Care Support & Data Querying

RAG systems build dynamic case files, combining care history and clinical data for personalised, up-to-date support.

They improve accuracy, continuity, and efficiency in patient care, with on-demand querying for added flexibility.

Costs align with other RAG use cases, offering long-term value through enhanced decision-making.

Chatbots

RAG chatbots deliver personalised, policy-based guidance, acting as a reliable first point of contact.

Direct health advice poses liability risks, but safer use cases include signposting council services and support.

Integrated with monitoring tools, they can enable check-ins and tailored responses using trusted health data.
Impact Analysis
Service Delivery
RAG-powered systems score highly for service delivery in health and social care due to their ability to enhance accuracy, improve continuity of care, and provide tailored, contextually relevant support. 

By dynamically retrieving up-to-date information, they enable care providers to make informed decisions with comprehensive patient case files, ensuring personalised and consistent care over time. 

Chatbots further expand service reach, offering residents access to resources and advice, while integration with remote monitoring ensures ongoing engagement and risk assessment. Nonetheless challenges like liability and the potential consequences of errors must be carefully managed
A-
Costs, Revenues & Savings
Initial development requires integrating an LLM with a robust retrieval module capable of accessing patient records, wearable data (optional), and health guidelines while maintaining stringent data governance to meet GDPR and healthcare regulations. Additionally, ongoing operational costs, such as maintaining the database and updating health recommendations can add up.

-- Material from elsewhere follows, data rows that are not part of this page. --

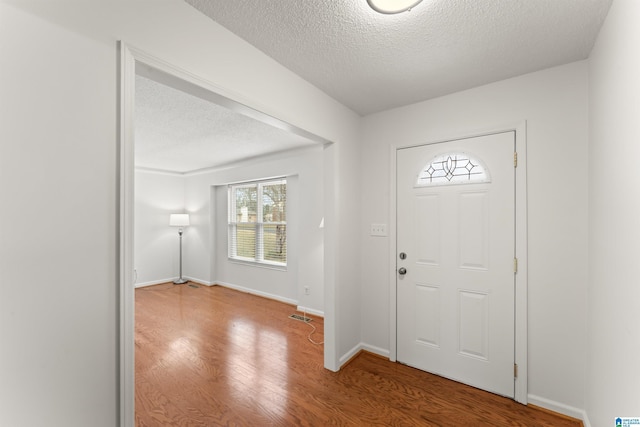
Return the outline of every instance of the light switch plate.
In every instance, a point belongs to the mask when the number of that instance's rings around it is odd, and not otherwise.
[[[387,235],[387,224],[371,224],[371,235],[385,237]]]

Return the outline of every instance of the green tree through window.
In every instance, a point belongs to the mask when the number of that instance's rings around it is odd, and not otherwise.
[[[287,264],[286,179],[229,186],[229,258]]]

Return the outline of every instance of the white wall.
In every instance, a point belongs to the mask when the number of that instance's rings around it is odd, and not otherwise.
[[[340,329],[333,319],[359,306],[358,261],[338,262],[357,253],[355,113],[180,0],[5,0],[0,196],[13,210],[1,218],[0,414],[12,427],[118,422],[119,39],[336,142],[325,179],[341,191],[329,193],[325,235],[329,297],[342,298],[325,310],[325,336],[340,334],[328,363],[359,340],[359,317]]]
[[[577,62],[364,118],[363,341],[389,349],[389,151],[527,121],[529,400],[584,408],[587,291],[587,63]]]
[[[288,177],[287,270],[229,261],[226,184],[278,176]],[[194,226],[190,227],[192,233],[186,243],[190,277],[205,283],[246,289],[323,312],[324,232],[318,228],[324,215],[321,146],[206,173],[189,174],[185,179],[187,211],[197,218]],[[213,229],[209,226],[211,223],[215,224]],[[215,233],[214,237],[212,233]],[[309,287],[309,295],[304,293],[305,286]]]
[[[592,426],[640,417],[640,2],[614,0],[590,63],[589,327]]]
[[[115,49],[5,4],[0,40],[0,424],[114,426]]]
[[[169,215],[184,212],[184,191],[182,175],[136,170],[136,286],[167,282],[180,275],[178,229],[169,227]],[[186,227],[184,239],[188,238],[189,227]]]

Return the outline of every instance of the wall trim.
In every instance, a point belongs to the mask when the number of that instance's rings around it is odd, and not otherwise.
[[[574,408],[573,406],[565,405],[564,403],[536,396],[535,394],[529,394],[527,398],[530,405],[539,406],[543,409],[566,415],[567,417],[575,418],[577,420],[581,420],[585,427],[591,426],[589,417],[587,416],[587,413],[584,409]]]
[[[349,362],[351,362],[358,356],[358,354],[363,351],[375,354],[385,359],[389,359],[389,350],[360,342],[358,343],[358,345],[354,346],[351,350],[340,357],[340,369],[342,369],[345,365],[348,365]]]
[[[154,173],[154,174],[157,174],[157,175],[184,176],[184,173],[182,173],[182,172],[174,172],[174,171],[169,171],[169,170],[164,170],[164,169],[145,168],[145,167],[142,167],[142,166],[136,166],[135,167],[135,171],[136,172]]]
[[[262,291],[258,291],[258,290],[255,290],[255,289],[246,288],[244,286],[235,285],[235,284],[229,283],[229,282],[221,282],[219,280],[216,280],[214,285],[219,285],[219,286],[222,286],[222,287],[225,287],[225,288],[234,289],[236,291],[245,292],[247,294],[257,295],[259,297],[263,297],[263,298],[268,298],[268,299],[284,302],[284,303],[287,303],[287,304],[290,304],[290,305],[294,305],[294,306],[298,305],[298,301],[293,300],[291,298],[285,298],[285,297],[282,297],[280,295],[270,294],[268,292],[262,292]]]
[[[360,343],[360,347],[362,351],[368,351],[369,353],[377,354],[378,356],[386,359],[389,358],[389,350],[387,349],[376,347],[375,345],[369,345],[367,343]]]
[[[164,283],[172,283],[174,279],[176,279],[176,277],[169,277],[169,278],[160,279],[160,280],[151,280],[150,282],[136,283],[134,287],[138,289],[138,288],[146,288],[147,286],[162,285]]]
[[[353,359],[354,357],[356,357],[358,355],[358,353],[360,353],[362,351],[362,343],[358,343],[356,346],[354,346],[351,350],[347,351],[345,354],[343,354],[340,359],[338,360],[338,370],[342,369],[342,367],[344,365],[346,365],[347,363],[349,363],[351,361],[351,359]]]
[[[297,306],[296,310],[301,311],[303,313],[313,314],[314,316],[318,316],[318,317],[324,318],[324,311],[322,311],[322,310],[316,310],[314,308],[303,307],[301,305]]]
[[[136,283],[135,284],[135,288],[145,288],[147,286],[155,286],[155,285],[162,285],[164,283],[173,283],[173,281],[175,279],[177,279],[178,276],[176,277],[168,277],[166,279],[159,279],[159,280],[151,280],[149,282],[144,282],[144,283]],[[189,277],[189,276],[184,276],[185,279],[187,279],[190,282],[193,283],[197,283],[198,285],[202,285],[202,286],[213,286],[214,284],[211,282],[207,282],[206,280],[202,280],[202,279],[196,279],[195,277]]]
[[[135,292],[134,292],[134,94],[135,57],[118,43],[119,132],[118,132],[118,411],[119,426],[135,425]]]
[[[202,286],[222,286],[224,288],[229,288],[229,289],[233,289],[236,291],[240,291],[240,292],[244,292],[247,294],[252,294],[252,295],[256,295],[262,298],[268,298],[274,301],[280,301],[286,304],[290,304],[290,305],[295,305],[296,306],[296,310],[303,312],[303,313],[307,313],[307,314],[312,314],[314,316],[318,316],[318,317],[322,317],[324,318],[324,311],[322,310],[316,310],[314,308],[310,308],[310,307],[303,307],[301,305],[297,305],[297,302],[294,301],[293,299],[290,298],[284,298],[278,295],[274,295],[274,294],[269,294],[267,292],[261,292],[261,291],[257,291],[255,289],[251,289],[251,288],[246,288],[244,286],[239,286],[239,285],[234,285],[232,283],[227,283],[227,282],[221,282],[221,281],[216,281],[216,282],[209,282],[207,280],[202,280],[202,279],[197,279],[195,277],[190,277],[190,276],[184,276],[185,279],[187,279],[189,282],[193,282],[196,283],[198,285],[202,285]],[[169,277],[166,279],[160,279],[160,280],[152,280],[150,282],[144,282],[144,283],[136,283],[135,288],[145,288],[148,286],[156,286],[156,285],[162,285],[162,284],[168,284],[168,283],[173,283],[173,281],[177,279],[177,277]],[[364,348],[369,348],[368,346],[365,346]],[[372,347],[373,348],[373,347]],[[382,351],[382,353],[380,353],[377,350],[371,350],[372,353],[378,353],[378,354],[384,354],[384,352],[387,353],[388,355],[388,351],[386,350],[382,350],[380,349],[380,351]]]
[[[213,167],[209,167],[209,168],[194,169],[192,171],[181,172],[180,174],[183,175],[183,176],[197,176],[197,175],[202,175],[202,174],[207,174],[207,173],[220,172],[220,171],[224,171],[224,170],[229,170],[229,169],[234,169],[234,168],[239,168],[239,167],[244,167],[244,166],[250,166],[251,164],[253,164],[256,161],[257,158],[259,158],[260,161],[269,161],[269,160],[274,160],[274,159],[281,159],[283,156],[303,155],[306,152],[310,152],[310,151],[313,151],[313,150],[322,150],[322,146],[317,144],[317,145],[310,145],[310,146],[304,146],[304,147],[291,148],[289,150],[278,151],[277,153],[264,154],[264,155],[261,155],[259,157],[250,157],[250,158],[237,160],[237,161],[234,161],[234,162],[225,163],[225,164],[222,164],[222,165],[217,165],[217,166],[213,166]],[[297,175],[297,174],[295,174],[295,175]],[[249,180],[249,181],[251,181],[251,180]],[[229,183],[229,184],[231,184],[231,183]],[[220,185],[224,185],[224,184],[220,184]]]
[[[209,282],[209,281],[206,281],[206,280],[202,280],[202,279],[197,279],[195,277],[184,276],[184,278],[187,279],[190,282],[197,283],[198,285],[202,285],[202,286],[214,286],[215,285],[215,283],[212,283],[212,282]]]

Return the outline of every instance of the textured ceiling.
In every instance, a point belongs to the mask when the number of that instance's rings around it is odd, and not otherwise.
[[[185,0],[361,115],[585,59],[611,0]]]
[[[136,76],[136,167],[192,172],[317,142]]]
[[[185,1],[361,115],[585,59],[611,4],[423,0],[383,15],[366,0]],[[138,167],[184,173],[317,143],[147,77]]]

While the upfront investment is higher compared to simpler prompted LLM systems, the long-term value of improved accuracy, continuity of care, and reduced inefficiencies may offset these costs, especially in high-volume healthcare settings. A detailed cost-benefit analysis is crucial to comprehensively assess feasibility.
B
Opportunities

Care Support & Data Querying

RAG-powered systems can help support care providers by creating detailed, dynamic case files that pull together a patient’s care history, current health data, and standard recommendations for their condition. These files give healthcare providers a clear, up-to-date summary, ensuring continuity of care and building on previous treatments for more personalised support over time. Unlike simple prompted LLMs, RAG ensures the information is accurate and contextually relevant, offering more reliable insights while improving the efficiency and consistency of patient care.

Similarly, a querying system can be built ontop of this data for on-demand access to relevant information during visits, adding additional flexibility and support, with similar costs as seen with other teams.

Chatbots & Patient Monitoring

Chatbots powered by RAG can provide personalised advice at scale, acting as a first point of contact for residents seeking information on health or social care services. By retrieving updated medical guidelines, social care policies, or other trusted sources, these chatbots can deliver accurate and context-specific responses. On the riskier end of this kind of service, the chatbot can be a source of health information, offering recommendations for action, which obviously comes with liability, and since 100% cannot be guaranteed and errors are inevitable, the consequence of error may be too severe to justify implementation. The safer service may point residents towards resources, programmes, etc. that the council offers.

This can be integrated with remote monitoring, RAG-powered chatbots combined with sentiment analysis can guide regular check-ins, retrieving relevant health advice or risk indicators from NHS data sources to tailor their interactions.